Power of Semantics Search combined with Elastic Search | ML on ELK ¶
Soumil Nitin Shah¶
Bachelor in Electronic Engineering | Masters in Electrical Engineering | Master in Computer Engineering |
- Website : https://soumilshah.herokuapp.com
- Github: https://github.com/soumilshah1995
- Linkedin: https://www.linkedin.com/in/shah-soumil/
- Blog: https://soumilshah1995.blogspot.com/
- Youtube : https://www.youtube.com/channel/UC_eOodxvwS_H7x2uLQa-svw?view_as=subscriber
- Facebook Page : https://www.facebook.com/soumilshah1995/
- Email : shahsoumil519@gmail.com
Step 1: Define imports¶
In [4]:
try:
import json
import os
import uuid
import pandas as pd
import numpy as np
import elasticsearch
from elasticsearch import Elasticsearch
from elasticsearch import helpers
from sentence_transformers import SentenceTransformer, util
from tqdm import tqdm
from dotenv import load_dotenv
load_dotenv("secret.env")
except Exception as e:
print("Some Modules are Missing :{}".format(e))

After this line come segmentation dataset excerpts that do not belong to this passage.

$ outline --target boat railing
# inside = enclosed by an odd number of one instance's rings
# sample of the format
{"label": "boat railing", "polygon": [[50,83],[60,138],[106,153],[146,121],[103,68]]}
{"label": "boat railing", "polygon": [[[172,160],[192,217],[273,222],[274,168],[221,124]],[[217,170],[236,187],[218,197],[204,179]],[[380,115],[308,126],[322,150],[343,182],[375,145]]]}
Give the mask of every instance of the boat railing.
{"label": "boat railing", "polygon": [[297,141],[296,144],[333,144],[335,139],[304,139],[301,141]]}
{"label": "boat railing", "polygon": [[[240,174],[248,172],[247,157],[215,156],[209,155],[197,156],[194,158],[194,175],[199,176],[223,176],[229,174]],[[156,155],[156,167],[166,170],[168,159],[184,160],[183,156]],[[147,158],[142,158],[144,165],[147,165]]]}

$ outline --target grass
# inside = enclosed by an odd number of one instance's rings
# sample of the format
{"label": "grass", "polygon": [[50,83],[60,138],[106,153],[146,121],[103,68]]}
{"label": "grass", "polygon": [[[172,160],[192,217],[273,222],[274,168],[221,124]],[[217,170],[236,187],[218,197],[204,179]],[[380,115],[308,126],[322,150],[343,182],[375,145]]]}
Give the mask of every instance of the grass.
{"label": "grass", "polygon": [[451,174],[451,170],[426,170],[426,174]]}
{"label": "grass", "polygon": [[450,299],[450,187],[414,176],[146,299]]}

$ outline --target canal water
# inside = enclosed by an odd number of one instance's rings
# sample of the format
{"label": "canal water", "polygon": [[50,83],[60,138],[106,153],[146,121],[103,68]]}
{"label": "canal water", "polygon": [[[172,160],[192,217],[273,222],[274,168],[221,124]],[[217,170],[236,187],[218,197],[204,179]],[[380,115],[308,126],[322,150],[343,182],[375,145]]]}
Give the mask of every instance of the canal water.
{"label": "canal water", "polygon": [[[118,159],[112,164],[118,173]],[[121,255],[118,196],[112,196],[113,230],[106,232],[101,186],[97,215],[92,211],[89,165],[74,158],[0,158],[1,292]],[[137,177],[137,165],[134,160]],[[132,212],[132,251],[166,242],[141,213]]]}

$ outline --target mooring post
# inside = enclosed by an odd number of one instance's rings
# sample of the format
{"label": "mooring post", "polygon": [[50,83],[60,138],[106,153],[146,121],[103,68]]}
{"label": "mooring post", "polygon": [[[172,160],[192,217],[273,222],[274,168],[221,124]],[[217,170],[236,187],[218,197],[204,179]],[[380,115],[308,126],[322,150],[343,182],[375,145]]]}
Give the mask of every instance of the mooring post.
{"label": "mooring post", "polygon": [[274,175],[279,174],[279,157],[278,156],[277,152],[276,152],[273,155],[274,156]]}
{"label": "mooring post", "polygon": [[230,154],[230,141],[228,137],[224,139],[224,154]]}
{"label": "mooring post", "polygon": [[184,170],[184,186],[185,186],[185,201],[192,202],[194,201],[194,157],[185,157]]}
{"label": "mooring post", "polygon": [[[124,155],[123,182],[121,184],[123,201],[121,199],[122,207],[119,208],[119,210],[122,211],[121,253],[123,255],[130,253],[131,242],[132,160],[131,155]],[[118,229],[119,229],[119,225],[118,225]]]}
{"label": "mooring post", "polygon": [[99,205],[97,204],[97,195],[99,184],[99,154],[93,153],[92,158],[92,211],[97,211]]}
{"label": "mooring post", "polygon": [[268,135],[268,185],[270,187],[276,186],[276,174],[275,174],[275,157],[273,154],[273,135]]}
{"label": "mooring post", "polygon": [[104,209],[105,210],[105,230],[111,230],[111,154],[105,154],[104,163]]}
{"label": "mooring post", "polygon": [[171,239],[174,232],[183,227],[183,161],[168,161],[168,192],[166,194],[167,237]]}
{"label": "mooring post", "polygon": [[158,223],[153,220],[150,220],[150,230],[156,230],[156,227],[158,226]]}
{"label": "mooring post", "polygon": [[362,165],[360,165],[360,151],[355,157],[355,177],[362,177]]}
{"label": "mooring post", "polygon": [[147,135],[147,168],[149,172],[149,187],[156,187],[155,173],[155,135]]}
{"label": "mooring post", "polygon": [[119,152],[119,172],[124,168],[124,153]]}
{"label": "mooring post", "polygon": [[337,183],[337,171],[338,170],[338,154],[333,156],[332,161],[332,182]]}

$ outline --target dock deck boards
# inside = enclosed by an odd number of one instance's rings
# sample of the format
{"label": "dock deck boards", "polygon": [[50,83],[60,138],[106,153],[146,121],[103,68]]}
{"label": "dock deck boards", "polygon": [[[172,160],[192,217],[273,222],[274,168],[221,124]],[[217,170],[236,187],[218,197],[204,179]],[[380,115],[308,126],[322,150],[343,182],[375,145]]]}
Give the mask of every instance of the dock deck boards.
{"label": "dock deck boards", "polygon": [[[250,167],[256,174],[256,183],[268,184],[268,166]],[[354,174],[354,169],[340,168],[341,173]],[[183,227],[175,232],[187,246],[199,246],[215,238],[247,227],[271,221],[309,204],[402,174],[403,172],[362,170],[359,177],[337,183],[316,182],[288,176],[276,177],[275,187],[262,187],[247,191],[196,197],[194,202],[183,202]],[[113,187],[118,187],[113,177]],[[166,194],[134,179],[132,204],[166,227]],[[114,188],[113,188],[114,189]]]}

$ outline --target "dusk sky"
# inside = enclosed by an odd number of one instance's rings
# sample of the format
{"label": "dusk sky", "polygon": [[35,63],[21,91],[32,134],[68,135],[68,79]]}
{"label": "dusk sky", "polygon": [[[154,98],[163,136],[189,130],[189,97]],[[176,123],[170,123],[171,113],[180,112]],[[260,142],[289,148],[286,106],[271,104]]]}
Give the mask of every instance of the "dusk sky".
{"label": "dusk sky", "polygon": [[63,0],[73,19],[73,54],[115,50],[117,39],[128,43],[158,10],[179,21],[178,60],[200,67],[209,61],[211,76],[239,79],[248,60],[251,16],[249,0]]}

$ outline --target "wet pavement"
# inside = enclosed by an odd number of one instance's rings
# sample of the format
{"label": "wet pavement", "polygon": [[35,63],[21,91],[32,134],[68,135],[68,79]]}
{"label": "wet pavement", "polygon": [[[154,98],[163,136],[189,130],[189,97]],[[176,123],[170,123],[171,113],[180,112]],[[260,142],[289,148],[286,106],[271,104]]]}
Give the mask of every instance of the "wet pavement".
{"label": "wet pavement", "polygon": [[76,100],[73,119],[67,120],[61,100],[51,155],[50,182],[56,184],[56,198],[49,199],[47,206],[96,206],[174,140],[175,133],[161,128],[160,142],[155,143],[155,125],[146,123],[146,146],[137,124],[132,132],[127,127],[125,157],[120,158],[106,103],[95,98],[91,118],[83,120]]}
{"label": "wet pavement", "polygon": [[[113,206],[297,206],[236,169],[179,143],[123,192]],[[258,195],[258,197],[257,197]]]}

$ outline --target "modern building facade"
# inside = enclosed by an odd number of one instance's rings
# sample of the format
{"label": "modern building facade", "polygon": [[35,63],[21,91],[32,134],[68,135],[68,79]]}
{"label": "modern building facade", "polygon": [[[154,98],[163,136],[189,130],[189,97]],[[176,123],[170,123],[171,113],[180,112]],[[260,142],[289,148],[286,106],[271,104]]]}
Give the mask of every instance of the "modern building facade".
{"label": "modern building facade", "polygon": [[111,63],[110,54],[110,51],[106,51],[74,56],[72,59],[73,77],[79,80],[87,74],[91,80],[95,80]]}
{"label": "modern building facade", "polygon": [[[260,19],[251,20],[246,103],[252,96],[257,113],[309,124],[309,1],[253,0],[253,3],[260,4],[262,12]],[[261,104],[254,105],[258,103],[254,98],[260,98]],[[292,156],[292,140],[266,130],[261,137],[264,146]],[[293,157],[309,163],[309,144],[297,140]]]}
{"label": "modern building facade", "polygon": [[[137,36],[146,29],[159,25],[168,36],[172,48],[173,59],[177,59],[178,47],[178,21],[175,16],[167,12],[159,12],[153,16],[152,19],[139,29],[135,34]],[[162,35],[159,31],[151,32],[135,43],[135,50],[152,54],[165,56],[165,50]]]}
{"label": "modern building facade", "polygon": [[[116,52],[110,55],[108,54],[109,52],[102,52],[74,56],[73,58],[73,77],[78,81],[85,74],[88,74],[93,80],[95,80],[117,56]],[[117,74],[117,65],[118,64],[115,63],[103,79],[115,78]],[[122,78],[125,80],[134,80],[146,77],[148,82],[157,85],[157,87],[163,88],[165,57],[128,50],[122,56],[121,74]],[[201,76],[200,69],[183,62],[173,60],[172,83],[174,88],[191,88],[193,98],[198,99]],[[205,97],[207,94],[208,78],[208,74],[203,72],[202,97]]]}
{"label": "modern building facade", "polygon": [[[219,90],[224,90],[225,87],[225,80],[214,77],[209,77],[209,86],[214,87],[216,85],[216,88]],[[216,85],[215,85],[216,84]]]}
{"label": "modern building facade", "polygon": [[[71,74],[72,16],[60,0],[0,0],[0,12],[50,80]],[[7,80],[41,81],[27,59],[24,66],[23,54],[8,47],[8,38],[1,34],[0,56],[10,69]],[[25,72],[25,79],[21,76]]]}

Step 2: Define helper classes¶
In [5]:
class Reader(object):
def __init__(self, file_name):
self.file_name = file_name
def run(self):
df = pd.read_csv(self.file_name, chunksize=3000)
df = next(df)
df = df.fillna("")
return df
- This class will Convert given text into Tokens
In [6]:
class Tokenizer(object):
def __init__(self):
self.model = SentenceTransformer('all-MiniLM-L6-v2')
def get_token(self, documents):
sentences = [documents]
sentence_embeddings = self.model.encode(sentences)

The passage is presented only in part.